Direct naar artikelinhoud

Ook onder Obama blijft ras een brandende kwestie

Amerika mag dan wel een smeltkroes zijn, soms lijkt het een hogedruk-machine. De zaak- Zimmerman maakt dat nog maar eens pijnlijk duidelijk.

Is Barack Obama de vlag op een modderschuit vol discriminatie en segregatie? Dat gaat te ver. Maar ras blijft een kwestie, ook al heeft Amerika nu een zwarte president en wordt zijn bevolking steeds diverser. De raciale spanningen en gevoeligheden zijn ook nooit weg geweest, ze sluimerden alleen onderhuids. Door de vrijspraak van een blanke man die een ongewapende zwarte tiener doodschoot, zijn ze weer pijnlijk bloot komen te liggen.

De meeste juridische experts kwamen al voor het einde van het proces tot de conclusie dat de aanklager er niet in was geslaagd onomstotelijk te bewijzen dat het moord was en geen zelfverdediging, toen burgerwacht George Zimmerman vorig jaar februari de 17-jarige Trayvon Martin doodschoot. Maar van begin af aan was duidelijk dat de rechtszaak niet alleen op haar juridische merites werd bekeken. Ze werd een symbool voor de stand van de rassenverhoudingen in de Verenigde Staten.

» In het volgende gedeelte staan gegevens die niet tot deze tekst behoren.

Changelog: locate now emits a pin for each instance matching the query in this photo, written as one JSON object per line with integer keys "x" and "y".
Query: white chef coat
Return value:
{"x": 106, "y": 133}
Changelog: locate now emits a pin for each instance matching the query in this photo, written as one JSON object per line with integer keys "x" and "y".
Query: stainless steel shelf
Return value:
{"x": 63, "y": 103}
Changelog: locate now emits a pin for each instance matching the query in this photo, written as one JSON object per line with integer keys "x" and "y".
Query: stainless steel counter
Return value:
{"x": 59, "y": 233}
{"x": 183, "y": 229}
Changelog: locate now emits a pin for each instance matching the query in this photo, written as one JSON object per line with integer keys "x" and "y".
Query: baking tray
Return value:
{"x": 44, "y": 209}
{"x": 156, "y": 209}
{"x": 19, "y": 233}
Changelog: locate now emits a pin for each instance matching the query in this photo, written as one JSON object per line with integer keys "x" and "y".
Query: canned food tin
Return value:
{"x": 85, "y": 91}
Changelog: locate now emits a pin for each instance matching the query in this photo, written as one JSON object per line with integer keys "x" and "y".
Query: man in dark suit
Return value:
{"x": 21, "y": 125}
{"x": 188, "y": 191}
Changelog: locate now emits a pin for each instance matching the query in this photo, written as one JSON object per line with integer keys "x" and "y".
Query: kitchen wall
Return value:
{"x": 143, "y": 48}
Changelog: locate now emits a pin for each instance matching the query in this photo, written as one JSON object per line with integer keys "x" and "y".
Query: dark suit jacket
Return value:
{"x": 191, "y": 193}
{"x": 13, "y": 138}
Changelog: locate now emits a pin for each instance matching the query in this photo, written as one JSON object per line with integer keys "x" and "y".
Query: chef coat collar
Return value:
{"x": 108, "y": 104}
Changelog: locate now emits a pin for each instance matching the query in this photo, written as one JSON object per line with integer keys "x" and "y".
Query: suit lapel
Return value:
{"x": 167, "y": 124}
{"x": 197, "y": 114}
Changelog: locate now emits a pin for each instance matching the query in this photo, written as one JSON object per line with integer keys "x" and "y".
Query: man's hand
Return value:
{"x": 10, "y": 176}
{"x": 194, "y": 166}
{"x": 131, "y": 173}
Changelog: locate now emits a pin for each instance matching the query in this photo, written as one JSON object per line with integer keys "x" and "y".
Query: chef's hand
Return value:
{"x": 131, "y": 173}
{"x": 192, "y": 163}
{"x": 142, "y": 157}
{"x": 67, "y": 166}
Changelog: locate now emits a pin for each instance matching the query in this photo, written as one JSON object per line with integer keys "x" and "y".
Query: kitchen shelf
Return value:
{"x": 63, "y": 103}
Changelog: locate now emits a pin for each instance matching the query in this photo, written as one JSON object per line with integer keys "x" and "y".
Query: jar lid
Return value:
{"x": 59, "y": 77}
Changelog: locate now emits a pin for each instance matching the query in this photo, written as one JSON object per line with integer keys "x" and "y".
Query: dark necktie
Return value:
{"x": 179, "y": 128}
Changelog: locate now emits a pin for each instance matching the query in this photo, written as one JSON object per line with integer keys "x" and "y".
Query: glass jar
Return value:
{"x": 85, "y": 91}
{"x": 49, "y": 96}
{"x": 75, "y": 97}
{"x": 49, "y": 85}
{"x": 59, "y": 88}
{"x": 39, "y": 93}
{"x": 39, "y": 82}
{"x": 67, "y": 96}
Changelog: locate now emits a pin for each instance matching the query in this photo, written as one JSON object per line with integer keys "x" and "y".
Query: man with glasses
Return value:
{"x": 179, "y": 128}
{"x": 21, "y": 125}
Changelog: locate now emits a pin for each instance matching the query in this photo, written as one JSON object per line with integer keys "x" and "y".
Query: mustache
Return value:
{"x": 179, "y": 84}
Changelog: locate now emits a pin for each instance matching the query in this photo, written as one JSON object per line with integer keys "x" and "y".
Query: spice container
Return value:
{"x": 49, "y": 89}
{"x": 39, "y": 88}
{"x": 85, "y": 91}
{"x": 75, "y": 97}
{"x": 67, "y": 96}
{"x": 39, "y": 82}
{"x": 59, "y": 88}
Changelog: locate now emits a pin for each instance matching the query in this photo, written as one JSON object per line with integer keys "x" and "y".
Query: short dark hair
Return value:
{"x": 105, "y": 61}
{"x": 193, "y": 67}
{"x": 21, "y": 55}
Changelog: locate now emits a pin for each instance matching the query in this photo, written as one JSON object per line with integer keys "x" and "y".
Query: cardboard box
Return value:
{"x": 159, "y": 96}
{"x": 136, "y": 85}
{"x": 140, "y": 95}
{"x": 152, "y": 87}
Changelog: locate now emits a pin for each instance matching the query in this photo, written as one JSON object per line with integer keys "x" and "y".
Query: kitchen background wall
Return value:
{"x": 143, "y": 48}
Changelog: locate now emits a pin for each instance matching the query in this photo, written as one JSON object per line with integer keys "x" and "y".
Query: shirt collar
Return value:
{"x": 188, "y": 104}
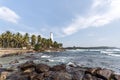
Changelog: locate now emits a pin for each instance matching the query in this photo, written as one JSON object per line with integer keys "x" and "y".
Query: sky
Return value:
{"x": 73, "y": 22}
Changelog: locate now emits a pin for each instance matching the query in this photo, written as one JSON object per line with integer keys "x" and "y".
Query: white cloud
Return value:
{"x": 8, "y": 15}
{"x": 102, "y": 12}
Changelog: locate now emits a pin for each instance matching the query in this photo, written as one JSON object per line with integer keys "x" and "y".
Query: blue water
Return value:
{"x": 105, "y": 58}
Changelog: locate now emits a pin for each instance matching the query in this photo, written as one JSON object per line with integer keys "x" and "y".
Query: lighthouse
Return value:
{"x": 51, "y": 36}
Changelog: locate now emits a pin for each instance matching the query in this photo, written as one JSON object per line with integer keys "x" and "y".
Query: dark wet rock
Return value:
{"x": 116, "y": 77}
{"x": 3, "y": 75}
{"x": 29, "y": 64}
{"x": 90, "y": 77}
{"x": 78, "y": 75}
{"x": 32, "y": 71}
{"x": 61, "y": 67}
{"x": 105, "y": 73}
{"x": 37, "y": 77}
{"x": 61, "y": 76}
{"x": 93, "y": 70}
{"x": 1, "y": 65}
{"x": 47, "y": 61}
{"x": 14, "y": 62}
{"x": 42, "y": 68}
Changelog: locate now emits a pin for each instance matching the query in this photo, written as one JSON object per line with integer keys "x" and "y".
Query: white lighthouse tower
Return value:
{"x": 51, "y": 36}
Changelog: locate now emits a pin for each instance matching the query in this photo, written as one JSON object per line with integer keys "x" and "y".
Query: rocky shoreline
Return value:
{"x": 12, "y": 52}
{"x": 32, "y": 71}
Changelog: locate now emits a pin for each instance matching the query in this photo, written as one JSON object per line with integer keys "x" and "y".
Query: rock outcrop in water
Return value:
{"x": 32, "y": 71}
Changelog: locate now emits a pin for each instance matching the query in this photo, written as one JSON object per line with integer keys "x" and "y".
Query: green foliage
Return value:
{"x": 37, "y": 47}
{"x": 17, "y": 40}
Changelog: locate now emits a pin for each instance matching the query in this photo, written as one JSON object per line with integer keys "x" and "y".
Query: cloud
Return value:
{"x": 102, "y": 12}
{"x": 8, "y": 15}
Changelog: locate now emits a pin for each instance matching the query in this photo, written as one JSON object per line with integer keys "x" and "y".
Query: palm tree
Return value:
{"x": 33, "y": 40}
{"x": 26, "y": 39}
{"x": 39, "y": 39}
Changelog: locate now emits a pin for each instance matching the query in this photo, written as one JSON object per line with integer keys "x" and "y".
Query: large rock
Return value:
{"x": 78, "y": 75}
{"x": 61, "y": 67}
{"x": 104, "y": 74}
{"x": 42, "y": 68}
{"x": 90, "y": 77}
{"x": 116, "y": 77}
{"x": 3, "y": 75}
{"x": 29, "y": 64}
{"x": 61, "y": 76}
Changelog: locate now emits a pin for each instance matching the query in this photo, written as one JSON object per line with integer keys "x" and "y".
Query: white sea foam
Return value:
{"x": 51, "y": 60}
{"x": 45, "y": 56}
{"x": 117, "y": 55}
{"x": 112, "y": 52}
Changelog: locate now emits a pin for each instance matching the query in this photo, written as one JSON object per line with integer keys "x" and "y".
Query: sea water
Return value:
{"x": 104, "y": 58}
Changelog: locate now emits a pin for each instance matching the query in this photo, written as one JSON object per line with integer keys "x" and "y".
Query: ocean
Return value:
{"x": 104, "y": 58}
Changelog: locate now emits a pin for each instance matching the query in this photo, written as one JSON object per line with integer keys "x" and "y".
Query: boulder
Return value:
{"x": 61, "y": 76}
{"x": 3, "y": 75}
{"x": 29, "y": 64}
{"x": 61, "y": 67}
{"x": 40, "y": 68}
{"x": 13, "y": 62}
{"x": 1, "y": 65}
{"x": 116, "y": 77}
{"x": 104, "y": 74}
{"x": 78, "y": 75}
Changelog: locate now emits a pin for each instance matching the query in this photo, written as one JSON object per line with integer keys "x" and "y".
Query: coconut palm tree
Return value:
{"x": 33, "y": 40}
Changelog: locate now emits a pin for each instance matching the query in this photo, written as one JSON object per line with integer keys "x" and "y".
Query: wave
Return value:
{"x": 117, "y": 55}
{"x": 45, "y": 56}
{"x": 111, "y": 53}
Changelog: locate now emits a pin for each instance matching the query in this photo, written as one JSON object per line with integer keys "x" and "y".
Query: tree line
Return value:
{"x": 17, "y": 40}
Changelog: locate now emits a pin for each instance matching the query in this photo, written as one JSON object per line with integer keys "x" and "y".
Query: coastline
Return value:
{"x": 31, "y": 71}
{"x": 13, "y": 51}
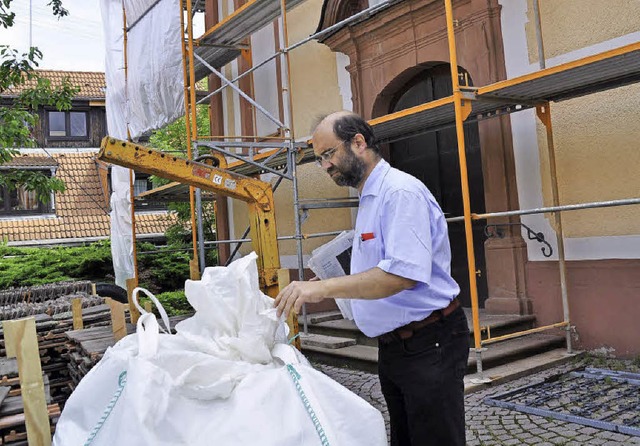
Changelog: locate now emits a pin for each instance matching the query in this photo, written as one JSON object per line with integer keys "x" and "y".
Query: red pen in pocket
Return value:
{"x": 367, "y": 236}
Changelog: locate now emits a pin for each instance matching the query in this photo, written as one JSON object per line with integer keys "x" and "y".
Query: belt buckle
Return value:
{"x": 404, "y": 333}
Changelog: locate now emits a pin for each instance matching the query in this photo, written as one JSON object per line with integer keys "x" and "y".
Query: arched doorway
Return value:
{"x": 433, "y": 158}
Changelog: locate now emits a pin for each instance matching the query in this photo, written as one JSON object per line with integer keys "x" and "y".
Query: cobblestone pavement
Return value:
{"x": 489, "y": 426}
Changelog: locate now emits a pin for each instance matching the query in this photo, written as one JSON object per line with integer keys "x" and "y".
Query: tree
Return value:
{"x": 18, "y": 117}
{"x": 173, "y": 138}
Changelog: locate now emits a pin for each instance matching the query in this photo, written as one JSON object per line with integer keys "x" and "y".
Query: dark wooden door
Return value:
{"x": 433, "y": 158}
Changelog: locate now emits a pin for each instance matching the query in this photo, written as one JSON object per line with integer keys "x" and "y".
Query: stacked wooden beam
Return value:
{"x": 52, "y": 346}
{"x": 12, "y": 418}
{"x": 86, "y": 347}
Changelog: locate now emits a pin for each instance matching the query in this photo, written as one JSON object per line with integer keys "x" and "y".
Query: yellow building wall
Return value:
{"x": 315, "y": 93}
{"x": 597, "y": 137}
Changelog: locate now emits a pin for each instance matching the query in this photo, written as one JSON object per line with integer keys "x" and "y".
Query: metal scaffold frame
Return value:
{"x": 585, "y": 76}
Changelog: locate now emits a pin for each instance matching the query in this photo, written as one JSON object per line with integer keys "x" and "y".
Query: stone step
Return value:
{"x": 365, "y": 357}
{"x": 497, "y": 325}
{"x": 326, "y": 342}
{"x": 528, "y": 365}
{"x": 324, "y": 316}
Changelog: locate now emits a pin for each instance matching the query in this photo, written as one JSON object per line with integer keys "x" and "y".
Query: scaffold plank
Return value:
{"x": 600, "y": 72}
{"x": 221, "y": 43}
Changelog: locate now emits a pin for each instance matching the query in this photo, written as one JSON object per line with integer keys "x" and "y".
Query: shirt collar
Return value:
{"x": 373, "y": 183}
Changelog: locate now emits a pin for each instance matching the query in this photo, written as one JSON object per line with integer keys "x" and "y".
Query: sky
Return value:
{"x": 74, "y": 42}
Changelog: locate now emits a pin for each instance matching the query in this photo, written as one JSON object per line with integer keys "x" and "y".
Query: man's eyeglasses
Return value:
{"x": 327, "y": 154}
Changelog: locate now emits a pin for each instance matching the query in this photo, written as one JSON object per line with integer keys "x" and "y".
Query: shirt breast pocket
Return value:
{"x": 369, "y": 251}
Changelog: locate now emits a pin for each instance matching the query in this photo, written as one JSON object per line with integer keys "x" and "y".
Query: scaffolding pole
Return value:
{"x": 462, "y": 111}
{"x": 544, "y": 113}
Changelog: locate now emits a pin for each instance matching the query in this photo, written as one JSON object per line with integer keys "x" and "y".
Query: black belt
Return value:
{"x": 406, "y": 331}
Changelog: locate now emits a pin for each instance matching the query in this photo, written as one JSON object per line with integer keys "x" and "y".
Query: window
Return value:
{"x": 72, "y": 124}
{"x": 20, "y": 201}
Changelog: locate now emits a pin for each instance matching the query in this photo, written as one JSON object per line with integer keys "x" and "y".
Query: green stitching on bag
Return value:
{"x": 295, "y": 376}
{"x": 122, "y": 380}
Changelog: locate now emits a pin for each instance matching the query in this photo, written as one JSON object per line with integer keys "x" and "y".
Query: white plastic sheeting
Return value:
{"x": 116, "y": 97}
{"x": 155, "y": 80}
{"x": 228, "y": 377}
{"x": 148, "y": 96}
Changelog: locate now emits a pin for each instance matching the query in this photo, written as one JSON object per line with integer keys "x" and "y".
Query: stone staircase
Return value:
{"x": 336, "y": 341}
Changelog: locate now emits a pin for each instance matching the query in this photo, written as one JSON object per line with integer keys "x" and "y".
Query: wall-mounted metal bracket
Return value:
{"x": 497, "y": 230}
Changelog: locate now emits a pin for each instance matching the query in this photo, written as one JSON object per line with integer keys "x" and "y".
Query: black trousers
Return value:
{"x": 422, "y": 382}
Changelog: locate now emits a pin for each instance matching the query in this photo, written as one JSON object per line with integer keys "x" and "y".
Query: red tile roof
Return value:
{"x": 92, "y": 84}
{"x": 81, "y": 211}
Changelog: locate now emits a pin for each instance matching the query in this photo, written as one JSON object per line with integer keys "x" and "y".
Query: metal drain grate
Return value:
{"x": 600, "y": 398}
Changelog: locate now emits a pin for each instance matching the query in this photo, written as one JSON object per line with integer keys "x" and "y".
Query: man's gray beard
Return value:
{"x": 352, "y": 172}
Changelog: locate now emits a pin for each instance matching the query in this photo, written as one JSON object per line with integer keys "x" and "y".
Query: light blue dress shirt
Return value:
{"x": 401, "y": 229}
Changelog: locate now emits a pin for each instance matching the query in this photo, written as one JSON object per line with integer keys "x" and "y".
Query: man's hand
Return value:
{"x": 297, "y": 293}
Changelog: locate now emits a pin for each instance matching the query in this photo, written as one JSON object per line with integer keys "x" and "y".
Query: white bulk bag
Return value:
{"x": 221, "y": 380}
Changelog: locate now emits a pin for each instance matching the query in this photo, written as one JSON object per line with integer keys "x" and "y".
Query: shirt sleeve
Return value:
{"x": 406, "y": 232}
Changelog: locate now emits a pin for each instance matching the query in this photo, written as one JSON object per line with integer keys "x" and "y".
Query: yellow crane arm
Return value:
{"x": 257, "y": 194}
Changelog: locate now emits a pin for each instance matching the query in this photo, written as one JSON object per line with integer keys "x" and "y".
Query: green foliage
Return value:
{"x": 18, "y": 119}
{"x": 161, "y": 270}
{"x": 37, "y": 266}
{"x": 173, "y": 138}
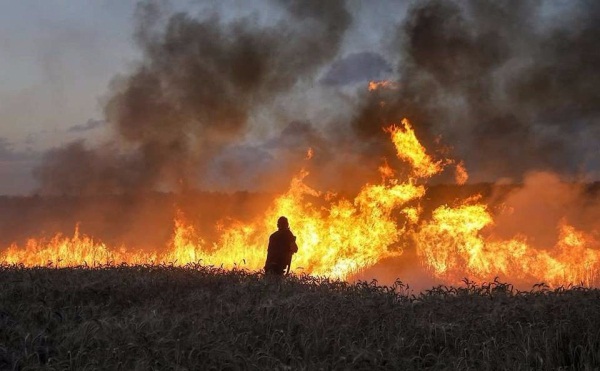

Die explosieve lading kreeg de zaak al meteen na Martins dood. Omdat de staat Florida wetten heeft die burgers het recht geven wapens te gebruiken als zij zich bedreigd voelen, duurde het zes weken voor Zimmerman werd gearresteerd. Pas na acties van zwarte burgerrechtenactivisten en demonstraties werd besloten tot een proces.

'Racial profiling'

In de rechtszaal speelde zich de afgelopen weken het bekende steekspel tussen aanklager en verdediging af. Er werd gestreden over elk stukje vermeend bewijs. Maar over ras werd niet expliciet gesproken. Dat gebeurde wel buiten het gerechtsgebouw.

Daar werd volop gedebatteerd over de vraag of het niet ging om een 'racistische' moord , waarbij Zimmerman zich had laten leiden door het vooroordeel dat een zwarte jongen met een capuchon weinig goeds in de zin kon hebben op een regenachtige avond in een buurt waar veel werd ingebroken.

Dit heet in Amerika racial profiling, wat zoiets betekent als op voorhand iemand tot verdacht bestempelen vanwege zijn kleur en uiterlijk. De discussie woedt ook in New York, waar de politie in het kader van de zogeheten stop and frisk-aanpak iedereen die ze niet vertrouwt proactief mag aanhouden en fouilleren. Racisme, roepen critici, omdat vooral zwarten en Spaanstaligen worden ondervraagd. Burgemeester Michael Bloomberg wijst ter verdediging op de statistieken en de daling van het aantal moorden in zijn stad.

Dat valt niet te ontkennen, maar statistieken zijn geen mensen, individuen geen cijfers. Iedere onschuldige die wordt aangehouden, voelt zich vernederd en gediscrimineerd. Het blijven daarom lastige discussies, die vaak met kreten worden uitgevochten terwijl de werkelijkheid veel ingewikkelder is, zoals ook ooit uit de woorden bleek van de zwarte dominee Jesse Jackson. "Er is voor mij niks pijnlijker dan op straat te lopen, voetstappen te horen en te denken aan een overval. Als ik dan achterom kijk en een blanke zie, ben ik opgelucht."

Zeker is dat Amerika zich nog lang niet in een postraciale fase bevindt, zoals misschien even werd gedacht toen het in 2009 een zwarte president kreeg. Professor Steven Hahn schreef vorig jaar na Obama's herverkiezing, dat er nog genoeg racisme bestaat in zijn land. Het wordt niet altijd openlijk beleden, maar het is er onder de oppervlakte wel. Zie de moeite die sommigen hebben om Obama als echte Amerikaan te beschouwen. Zie het feit dat het in 150 jaar tijd zelden is voorgekomen dat een kiesdistrict met een blanke meerderheid voor een zwarte kiest. Zie de pogingen in diverse staten om minderheden met bureaucratische maatregelen te ontmoedigen te gaan stemmen, aldus Hahn in The New York Times.

Rassenscheiding blijft eveneens een hardnekkig probleem. New York is een progressieve stad, maar zijn openbare scholen behoren tot de meest gesegregeerde in het land. Meer dan de helft van de scholen bestaat voor ten minste 90 procent uit zwarte of Spaanstalige kinderen.

Ook bleek vorig jaar uit een peiling van persbureau AP dat 56 procent van de Amerikanen impliciet negatief denkt over zwarten. In 2008 was dat 49 procent. Amerika mag dan een smeltkroes zijn, soms is het ook een hogedrukmachine.